Step 2: After opening the connecting valve, the axial pressure control system and the confining pressure control system pipeline were connected, and the confining pressure chamber was injected with water under the axial pressure of 0.05 MPa and confining pressure of 1.5 MPa.

Step 3: The water pressure control system was initiated to control the working frequency of the plunger pump, and the stable seepage pressure was kept.

Step 4: The loading path was set according to the test plan in Table 4, and multi-stage loading and unloading tests were conducted.

Step 5: After the experiment was completed, the test data were collected.

2.3 Stress paths and experimental program

In this study, the loading upper limit, loading time, unloading time and seepage pressure were selected as test variables. The confining pressure of each group of samples during the test was 1.5 MPa. Table 3 shows the specific test scheme.

Table 3 Test plan for multi-stage cyclic loading and unloading of fault rock

Figure 4 shows the loading path set for this experiment. The five cycles of axial loading and unloading were performed for each group of tests, and the upper limit of axial compression was incrementally increased, while the lower limit of unloading remained unchanged at 3 MPa, and the loading and unloading rate of axial pressure is 5 MPa/s.

Fig. 4

Stress paths setting. a Samples 1, 2, 3, 8 and 9; b Samples 4 and 5; c Samples 6 and 7

Sample 1 was the control sample.
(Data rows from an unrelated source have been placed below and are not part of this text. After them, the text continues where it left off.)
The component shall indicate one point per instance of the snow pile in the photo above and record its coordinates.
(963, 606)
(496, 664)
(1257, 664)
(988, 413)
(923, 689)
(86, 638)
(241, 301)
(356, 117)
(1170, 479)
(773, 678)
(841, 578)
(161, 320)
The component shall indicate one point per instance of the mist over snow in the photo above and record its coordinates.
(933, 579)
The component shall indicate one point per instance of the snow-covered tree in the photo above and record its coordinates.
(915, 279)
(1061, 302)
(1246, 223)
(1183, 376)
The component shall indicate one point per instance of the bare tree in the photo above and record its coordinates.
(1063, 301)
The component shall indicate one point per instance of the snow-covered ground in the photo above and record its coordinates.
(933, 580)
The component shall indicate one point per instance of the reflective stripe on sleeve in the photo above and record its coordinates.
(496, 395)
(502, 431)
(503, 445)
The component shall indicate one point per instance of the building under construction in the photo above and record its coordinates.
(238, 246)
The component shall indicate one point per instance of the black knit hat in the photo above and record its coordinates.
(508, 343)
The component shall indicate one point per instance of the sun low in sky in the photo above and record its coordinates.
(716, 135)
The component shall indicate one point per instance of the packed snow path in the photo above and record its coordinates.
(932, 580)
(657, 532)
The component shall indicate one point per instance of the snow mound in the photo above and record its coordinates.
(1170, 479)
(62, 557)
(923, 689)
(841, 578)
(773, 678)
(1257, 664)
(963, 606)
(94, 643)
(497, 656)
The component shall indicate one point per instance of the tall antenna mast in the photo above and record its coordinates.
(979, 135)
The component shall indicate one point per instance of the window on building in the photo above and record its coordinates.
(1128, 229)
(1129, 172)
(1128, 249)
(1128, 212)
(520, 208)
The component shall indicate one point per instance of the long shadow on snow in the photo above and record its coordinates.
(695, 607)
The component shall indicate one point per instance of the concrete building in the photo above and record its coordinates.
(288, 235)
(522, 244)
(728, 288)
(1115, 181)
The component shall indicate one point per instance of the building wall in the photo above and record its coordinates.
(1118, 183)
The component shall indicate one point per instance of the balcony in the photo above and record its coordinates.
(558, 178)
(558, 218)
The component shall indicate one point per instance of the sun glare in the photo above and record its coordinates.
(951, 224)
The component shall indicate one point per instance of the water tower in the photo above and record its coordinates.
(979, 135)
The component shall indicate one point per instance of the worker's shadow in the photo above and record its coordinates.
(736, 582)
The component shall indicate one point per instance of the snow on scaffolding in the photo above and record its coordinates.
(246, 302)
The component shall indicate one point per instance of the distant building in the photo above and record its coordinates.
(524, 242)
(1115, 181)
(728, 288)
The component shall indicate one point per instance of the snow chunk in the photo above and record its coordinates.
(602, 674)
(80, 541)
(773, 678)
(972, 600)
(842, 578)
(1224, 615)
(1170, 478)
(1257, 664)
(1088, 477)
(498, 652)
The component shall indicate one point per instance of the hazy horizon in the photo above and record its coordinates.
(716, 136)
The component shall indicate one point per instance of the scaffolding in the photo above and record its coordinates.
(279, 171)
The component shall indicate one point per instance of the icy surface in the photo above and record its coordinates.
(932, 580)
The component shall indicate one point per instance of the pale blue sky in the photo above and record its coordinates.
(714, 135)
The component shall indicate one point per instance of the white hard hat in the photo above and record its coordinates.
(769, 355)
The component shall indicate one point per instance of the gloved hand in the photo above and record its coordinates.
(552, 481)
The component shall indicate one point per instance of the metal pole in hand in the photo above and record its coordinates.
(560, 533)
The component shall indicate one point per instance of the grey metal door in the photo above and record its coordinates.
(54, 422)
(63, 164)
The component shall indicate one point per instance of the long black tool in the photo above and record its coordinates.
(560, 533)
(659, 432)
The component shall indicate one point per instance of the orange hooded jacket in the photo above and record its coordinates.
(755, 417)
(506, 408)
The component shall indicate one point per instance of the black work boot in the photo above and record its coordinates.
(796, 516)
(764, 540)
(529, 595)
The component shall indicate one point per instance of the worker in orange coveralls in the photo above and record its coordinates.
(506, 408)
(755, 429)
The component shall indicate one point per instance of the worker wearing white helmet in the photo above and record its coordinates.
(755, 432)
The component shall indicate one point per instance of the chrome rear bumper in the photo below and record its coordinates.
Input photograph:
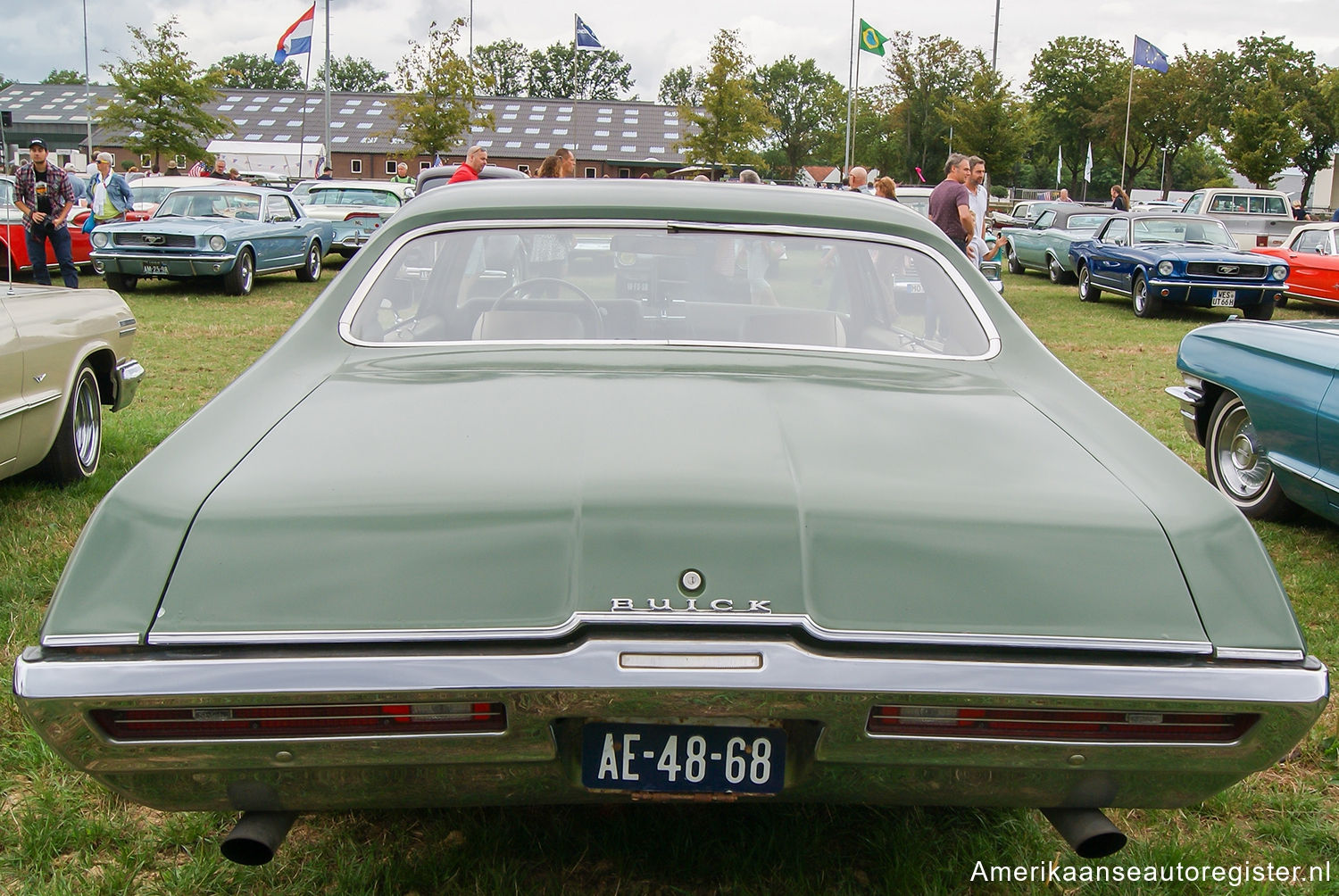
(822, 700)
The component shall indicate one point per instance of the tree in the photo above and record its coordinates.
(595, 74)
(353, 75)
(503, 67)
(162, 95)
(1073, 78)
(927, 78)
(680, 87)
(734, 118)
(993, 123)
(437, 104)
(252, 71)
(63, 77)
(806, 106)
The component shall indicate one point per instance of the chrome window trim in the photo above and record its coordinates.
(355, 303)
(642, 617)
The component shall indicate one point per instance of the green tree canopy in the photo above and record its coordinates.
(437, 104)
(927, 78)
(503, 67)
(1070, 80)
(353, 75)
(595, 74)
(252, 71)
(63, 77)
(162, 96)
(680, 87)
(808, 107)
(734, 120)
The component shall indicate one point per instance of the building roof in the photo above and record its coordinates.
(619, 131)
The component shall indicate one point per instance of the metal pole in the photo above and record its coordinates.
(851, 88)
(1129, 99)
(329, 72)
(995, 46)
(87, 88)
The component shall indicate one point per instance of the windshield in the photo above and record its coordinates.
(211, 203)
(1180, 229)
(149, 192)
(353, 195)
(667, 286)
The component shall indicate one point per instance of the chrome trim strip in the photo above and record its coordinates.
(1263, 655)
(596, 665)
(771, 620)
(355, 302)
(1183, 284)
(29, 406)
(122, 639)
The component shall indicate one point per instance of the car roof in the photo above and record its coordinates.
(664, 201)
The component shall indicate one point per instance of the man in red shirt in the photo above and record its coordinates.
(474, 162)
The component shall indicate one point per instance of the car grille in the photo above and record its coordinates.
(1227, 270)
(155, 240)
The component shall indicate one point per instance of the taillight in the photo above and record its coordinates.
(335, 719)
(1140, 726)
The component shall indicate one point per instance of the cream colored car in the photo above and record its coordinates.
(63, 355)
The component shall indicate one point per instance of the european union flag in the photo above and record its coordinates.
(586, 37)
(1149, 56)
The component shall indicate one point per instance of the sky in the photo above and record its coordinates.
(655, 37)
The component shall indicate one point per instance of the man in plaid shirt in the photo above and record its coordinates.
(46, 197)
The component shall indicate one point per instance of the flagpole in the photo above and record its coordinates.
(1129, 101)
(851, 91)
(329, 72)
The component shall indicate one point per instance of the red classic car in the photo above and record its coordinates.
(13, 246)
(1312, 256)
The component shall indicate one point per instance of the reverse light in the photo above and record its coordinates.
(334, 719)
(1060, 725)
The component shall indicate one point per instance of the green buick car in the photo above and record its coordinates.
(768, 502)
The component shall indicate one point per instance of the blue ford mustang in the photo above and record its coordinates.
(1157, 259)
(1263, 402)
(216, 229)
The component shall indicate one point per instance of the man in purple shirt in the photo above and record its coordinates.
(951, 203)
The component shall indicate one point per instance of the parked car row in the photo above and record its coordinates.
(664, 480)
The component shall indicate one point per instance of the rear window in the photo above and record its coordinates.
(667, 286)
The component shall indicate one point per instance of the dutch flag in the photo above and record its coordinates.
(297, 39)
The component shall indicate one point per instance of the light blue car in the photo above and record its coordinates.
(217, 229)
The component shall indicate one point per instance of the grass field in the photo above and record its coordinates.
(59, 834)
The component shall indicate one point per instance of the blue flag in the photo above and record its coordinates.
(1149, 56)
(586, 37)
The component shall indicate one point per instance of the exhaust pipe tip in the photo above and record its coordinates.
(256, 837)
(1087, 832)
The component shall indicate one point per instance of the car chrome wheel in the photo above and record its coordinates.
(1239, 465)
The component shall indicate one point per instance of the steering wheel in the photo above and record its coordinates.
(516, 289)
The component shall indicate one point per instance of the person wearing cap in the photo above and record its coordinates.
(46, 197)
(110, 193)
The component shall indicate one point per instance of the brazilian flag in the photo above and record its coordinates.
(869, 39)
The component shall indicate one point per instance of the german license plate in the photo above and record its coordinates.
(682, 759)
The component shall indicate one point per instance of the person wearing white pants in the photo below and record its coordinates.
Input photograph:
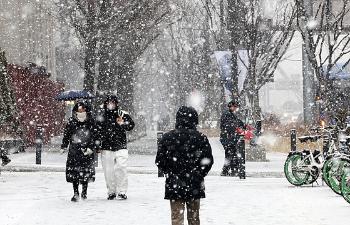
(112, 125)
(115, 170)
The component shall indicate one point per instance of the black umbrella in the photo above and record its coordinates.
(73, 95)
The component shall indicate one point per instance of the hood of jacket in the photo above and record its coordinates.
(83, 104)
(186, 117)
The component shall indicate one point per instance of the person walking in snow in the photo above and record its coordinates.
(113, 124)
(5, 159)
(229, 138)
(80, 136)
(185, 156)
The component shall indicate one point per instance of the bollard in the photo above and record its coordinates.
(258, 128)
(159, 137)
(325, 146)
(241, 157)
(96, 159)
(293, 140)
(39, 143)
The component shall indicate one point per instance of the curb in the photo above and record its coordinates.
(131, 170)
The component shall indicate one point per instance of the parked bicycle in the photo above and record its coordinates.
(304, 167)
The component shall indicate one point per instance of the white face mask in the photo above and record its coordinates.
(111, 106)
(81, 116)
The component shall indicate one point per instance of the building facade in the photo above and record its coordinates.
(27, 33)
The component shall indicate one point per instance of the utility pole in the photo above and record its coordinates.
(233, 26)
(309, 83)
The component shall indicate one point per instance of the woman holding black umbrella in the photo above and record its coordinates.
(80, 136)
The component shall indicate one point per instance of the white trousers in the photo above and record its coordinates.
(115, 170)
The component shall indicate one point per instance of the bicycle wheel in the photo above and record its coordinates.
(335, 175)
(326, 168)
(314, 174)
(345, 183)
(294, 170)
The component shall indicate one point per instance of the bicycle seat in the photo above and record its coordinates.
(306, 152)
(311, 138)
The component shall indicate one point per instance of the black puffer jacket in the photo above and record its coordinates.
(113, 135)
(79, 136)
(185, 156)
(229, 123)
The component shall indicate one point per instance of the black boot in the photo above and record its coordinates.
(111, 196)
(75, 197)
(5, 161)
(84, 191)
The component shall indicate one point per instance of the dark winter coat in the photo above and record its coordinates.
(113, 135)
(185, 156)
(79, 136)
(229, 122)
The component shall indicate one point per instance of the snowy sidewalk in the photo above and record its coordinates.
(44, 198)
(141, 163)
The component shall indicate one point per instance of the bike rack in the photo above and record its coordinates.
(159, 137)
(293, 140)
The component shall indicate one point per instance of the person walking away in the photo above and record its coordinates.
(185, 156)
(80, 136)
(4, 158)
(229, 138)
(113, 124)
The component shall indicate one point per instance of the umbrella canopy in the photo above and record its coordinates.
(73, 95)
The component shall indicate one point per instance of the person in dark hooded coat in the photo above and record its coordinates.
(113, 124)
(229, 137)
(80, 135)
(185, 156)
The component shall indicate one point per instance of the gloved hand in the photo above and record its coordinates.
(87, 151)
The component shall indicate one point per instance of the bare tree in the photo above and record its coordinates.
(327, 39)
(266, 41)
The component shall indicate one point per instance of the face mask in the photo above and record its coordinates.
(81, 116)
(111, 106)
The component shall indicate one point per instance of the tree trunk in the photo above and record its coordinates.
(125, 86)
(90, 64)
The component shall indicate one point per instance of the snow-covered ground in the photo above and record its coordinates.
(42, 198)
(52, 160)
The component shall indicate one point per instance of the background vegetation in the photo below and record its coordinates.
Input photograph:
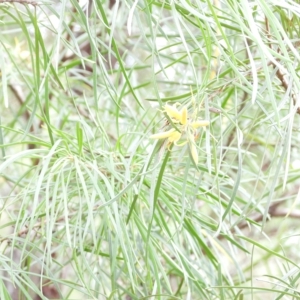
(91, 207)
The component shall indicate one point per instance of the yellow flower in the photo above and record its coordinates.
(172, 135)
(187, 127)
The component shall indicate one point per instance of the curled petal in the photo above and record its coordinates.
(163, 135)
(200, 123)
(184, 115)
(173, 112)
(194, 153)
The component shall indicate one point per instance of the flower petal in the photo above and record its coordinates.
(175, 137)
(173, 112)
(194, 153)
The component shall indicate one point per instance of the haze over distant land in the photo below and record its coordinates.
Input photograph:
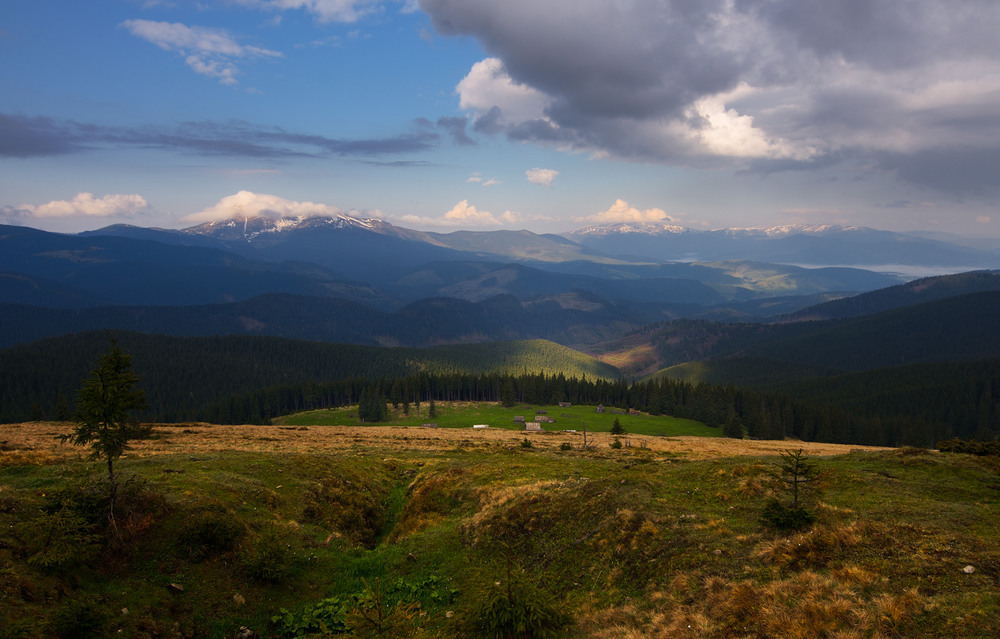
(549, 115)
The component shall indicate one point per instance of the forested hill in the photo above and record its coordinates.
(184, 375)
(958, 328)
(571, 318)
(920, 291)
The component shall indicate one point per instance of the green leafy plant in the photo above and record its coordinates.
(375, 615)
(325, 617)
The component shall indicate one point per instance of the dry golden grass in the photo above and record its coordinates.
(40, 439)
(804, 605)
For Sample 1, the initial axial pressure was 4 MPa, the upper limit of axial compression was incrementally increased by 4 MPa, the loading time was 10 min, the unloading time was 3 min, and the seepage pressure was 2 MPa.

To study the influence of the upper limit of axial compression, the upper limit of axial compression of Sample 2 and Sample 3 was incrementally increased by 3 MPa and 5 MPa, and the other parameters (loading time, unloading time and seepage pressure) were same as those of Sample 1.

To investigate the effect of loading time, the loading time of Sample 4 and Sample 5 was set as 8 min and 12 min, and the remaining parameters were the same as those of Sample 1.

To investigate the effect of unloading time, the unloading time of Sample 6 and Sample 7 was 2 min and 4 min, and the remaining parameters were the same as those of Sample 1.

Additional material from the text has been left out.